Trip Report: Marriage Lake

4/12/2024

One last gasp of a warm winter season.

Skiier descending a powder field.

Hurting for a Yurting

As I sat at the Chili's in the Edmonton airport, two mango margaritas deep, I got a phone call from one of my ski touring buddies. He gave me a last-minute invite to an Easter long weekend ski trip to the AlpX backcountry yurt. Buoyed by my two mango margaritas, I immediately said yes.

The trip involved a 5-minute helicopter flight into the backcountry behind Mt. Currie in Pemberton, where the yurt was underneath a ridge in the Hibatchi range. Flying over, it looked like spring had come to the valley, with an abrupt snow line sitting at about 1600m. We got lucky with the weather window and had about 10cm of fresh cold snow after a historic avalanche cycle.

The first afternoon we did laps on the ridge above the yurt on the obvious 30-deg powder field before retiring to the yurt for dinner. It was my first time on a heli trip and also in a yurt and I found it quite luxurious. Definitely some perks flying in rather than dragging yourself an a 70L backpack in.

View from the Yurt at sunset.

Dog Days of Spring

The weather held for the second day, where we undertook a traverse of the icefield behind the range, and then on the third day we planned to get an early start to tackle the obvious couloir above Marriage Lake.

Skiers approaching Marriage Lake at dawn

The couloir is visible in the middle of the ridge up above. I didn't know it at the time but it's a total highway prize that you can see from the highway in Pemberton.

Our group went up a supported bowl to the left of the image, did a quick check of conditions and stoke, and then set across beneath the ridge and then into the guts of couloir. We'd observed a large cornice to the right of the corridor, where a large rock split the passage right at the top, so we tried to track left and get out from underneath it quickly. The snow was mostly stable but there was a little bit of sluffing as we put in a couple tiny zigzags before transitioning to the bootpack.

The whole couloir wasn't crazy steep, as far as couloirs go (with my vast experience of going up one prior to this), roughly 40 degrees, and the bootpack was thankfully uneventful. At the top there was a nice defined ridgetop where we could all stand and look over both the lake and the next valley over. I climbed down to transition below the steeper ridge drop with one of the other guys, and once we were all buckled in and ready to go we dropped into the corridor one by one.

I'd like to say I skied this beautifully but at this point I was emotionally, physically and mentally the equivalent of a little trembling chihuahua. I battled my way down the 50cm of cold fresh powder and then eventually remembered how to ski and brought it down to the safe point to see the first skier. We regrouped on the sun-baked side of the ridge and then skied out to the lake. After that we obviously had to admire our lines and eat snacks, and then regrouped with the rest of the team to ski a few more bonus laps.

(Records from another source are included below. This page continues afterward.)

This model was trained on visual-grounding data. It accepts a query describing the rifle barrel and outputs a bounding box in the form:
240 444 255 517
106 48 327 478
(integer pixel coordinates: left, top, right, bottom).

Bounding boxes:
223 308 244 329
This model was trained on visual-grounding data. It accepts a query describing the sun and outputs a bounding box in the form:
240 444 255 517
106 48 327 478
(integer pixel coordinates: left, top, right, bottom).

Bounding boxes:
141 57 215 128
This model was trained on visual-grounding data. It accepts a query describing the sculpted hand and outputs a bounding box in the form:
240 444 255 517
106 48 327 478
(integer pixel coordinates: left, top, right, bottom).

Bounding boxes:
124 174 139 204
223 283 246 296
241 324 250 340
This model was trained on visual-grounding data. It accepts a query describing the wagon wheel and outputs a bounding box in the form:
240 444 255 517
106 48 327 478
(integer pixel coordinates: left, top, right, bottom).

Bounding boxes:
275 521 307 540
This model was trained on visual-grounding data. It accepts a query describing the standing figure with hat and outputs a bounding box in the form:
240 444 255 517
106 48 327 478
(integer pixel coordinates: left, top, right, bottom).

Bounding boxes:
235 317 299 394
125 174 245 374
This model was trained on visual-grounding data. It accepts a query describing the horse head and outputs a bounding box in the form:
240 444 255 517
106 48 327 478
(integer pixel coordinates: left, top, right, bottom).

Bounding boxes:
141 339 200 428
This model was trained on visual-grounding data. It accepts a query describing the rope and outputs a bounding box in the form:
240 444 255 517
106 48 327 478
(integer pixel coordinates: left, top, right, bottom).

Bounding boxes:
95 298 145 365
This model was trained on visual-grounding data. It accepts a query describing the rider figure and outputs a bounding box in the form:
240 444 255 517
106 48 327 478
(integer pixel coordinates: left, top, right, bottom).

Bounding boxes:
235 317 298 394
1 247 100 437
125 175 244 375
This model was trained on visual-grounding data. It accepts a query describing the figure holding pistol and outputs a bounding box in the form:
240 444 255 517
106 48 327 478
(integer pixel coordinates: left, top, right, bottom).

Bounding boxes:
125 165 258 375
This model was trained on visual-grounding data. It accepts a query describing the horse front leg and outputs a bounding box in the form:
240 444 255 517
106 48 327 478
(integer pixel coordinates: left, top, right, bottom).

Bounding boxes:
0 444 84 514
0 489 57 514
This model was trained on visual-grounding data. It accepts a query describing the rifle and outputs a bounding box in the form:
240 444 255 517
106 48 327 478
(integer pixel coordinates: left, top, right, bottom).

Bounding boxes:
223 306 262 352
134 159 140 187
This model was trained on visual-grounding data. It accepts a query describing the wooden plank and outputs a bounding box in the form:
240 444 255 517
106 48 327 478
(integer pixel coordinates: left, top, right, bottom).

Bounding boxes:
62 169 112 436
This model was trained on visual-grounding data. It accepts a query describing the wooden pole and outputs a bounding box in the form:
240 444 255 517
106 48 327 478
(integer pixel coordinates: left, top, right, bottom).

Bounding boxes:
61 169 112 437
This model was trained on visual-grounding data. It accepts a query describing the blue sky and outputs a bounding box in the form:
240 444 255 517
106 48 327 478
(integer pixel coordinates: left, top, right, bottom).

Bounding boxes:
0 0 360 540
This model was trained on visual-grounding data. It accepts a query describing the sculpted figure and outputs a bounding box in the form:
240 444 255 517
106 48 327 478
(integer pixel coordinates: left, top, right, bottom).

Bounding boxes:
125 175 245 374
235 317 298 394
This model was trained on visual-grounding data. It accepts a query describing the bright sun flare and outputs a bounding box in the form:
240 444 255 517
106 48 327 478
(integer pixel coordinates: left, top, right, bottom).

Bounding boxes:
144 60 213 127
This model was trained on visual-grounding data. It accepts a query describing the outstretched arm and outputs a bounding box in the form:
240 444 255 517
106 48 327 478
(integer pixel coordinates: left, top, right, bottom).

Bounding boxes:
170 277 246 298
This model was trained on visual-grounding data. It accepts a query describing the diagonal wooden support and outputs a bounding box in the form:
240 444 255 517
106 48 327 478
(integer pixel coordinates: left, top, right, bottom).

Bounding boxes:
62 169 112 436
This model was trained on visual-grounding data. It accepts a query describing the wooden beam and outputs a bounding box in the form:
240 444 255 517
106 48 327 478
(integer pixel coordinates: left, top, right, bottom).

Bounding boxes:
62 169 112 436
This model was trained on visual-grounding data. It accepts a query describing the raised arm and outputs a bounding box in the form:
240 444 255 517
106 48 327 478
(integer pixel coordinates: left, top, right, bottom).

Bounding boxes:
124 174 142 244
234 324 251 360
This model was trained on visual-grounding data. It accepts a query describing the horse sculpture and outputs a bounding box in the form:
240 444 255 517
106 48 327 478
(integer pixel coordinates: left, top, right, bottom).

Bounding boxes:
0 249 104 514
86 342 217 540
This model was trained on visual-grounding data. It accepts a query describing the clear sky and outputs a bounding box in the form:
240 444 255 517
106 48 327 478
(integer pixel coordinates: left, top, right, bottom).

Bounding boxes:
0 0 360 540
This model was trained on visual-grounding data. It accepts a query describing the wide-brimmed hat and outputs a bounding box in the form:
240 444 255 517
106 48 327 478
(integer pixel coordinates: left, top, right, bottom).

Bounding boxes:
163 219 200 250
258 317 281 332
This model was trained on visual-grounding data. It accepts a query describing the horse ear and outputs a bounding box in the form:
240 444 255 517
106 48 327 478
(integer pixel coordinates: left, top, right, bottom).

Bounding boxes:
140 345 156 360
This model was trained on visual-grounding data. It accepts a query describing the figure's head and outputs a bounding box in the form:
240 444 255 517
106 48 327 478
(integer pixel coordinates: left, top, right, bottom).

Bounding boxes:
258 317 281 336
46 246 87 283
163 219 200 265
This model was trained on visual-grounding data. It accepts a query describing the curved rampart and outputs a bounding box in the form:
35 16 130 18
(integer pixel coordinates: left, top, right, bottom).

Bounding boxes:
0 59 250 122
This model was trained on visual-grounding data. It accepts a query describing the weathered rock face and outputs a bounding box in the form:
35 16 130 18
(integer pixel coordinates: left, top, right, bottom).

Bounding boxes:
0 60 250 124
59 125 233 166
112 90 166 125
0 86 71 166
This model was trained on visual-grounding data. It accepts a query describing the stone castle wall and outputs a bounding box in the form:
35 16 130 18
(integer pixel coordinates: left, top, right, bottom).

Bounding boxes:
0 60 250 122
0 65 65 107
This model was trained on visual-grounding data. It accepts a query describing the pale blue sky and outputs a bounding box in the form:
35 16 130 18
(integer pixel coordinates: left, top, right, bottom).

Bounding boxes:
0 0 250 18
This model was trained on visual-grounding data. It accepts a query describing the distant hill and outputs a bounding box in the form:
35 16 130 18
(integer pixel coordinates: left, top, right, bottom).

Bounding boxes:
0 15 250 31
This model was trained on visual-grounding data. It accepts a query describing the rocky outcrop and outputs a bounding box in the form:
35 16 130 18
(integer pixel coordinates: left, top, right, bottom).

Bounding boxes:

Selfie with chocolate bar.

The couloir was the big highlight but we had one more morning of skiing before the helicopter came to get us and we were back to real life. I was very pleased that the timing and conditions had worked out so perfectly, especially given that I'd been grinding out a crazy schedule at work for a few weeks prior. Overall it felt like a pretty perfect cap on a mediocre ski season and a great way to see my improvement from my first extremely shaky ski tour last year.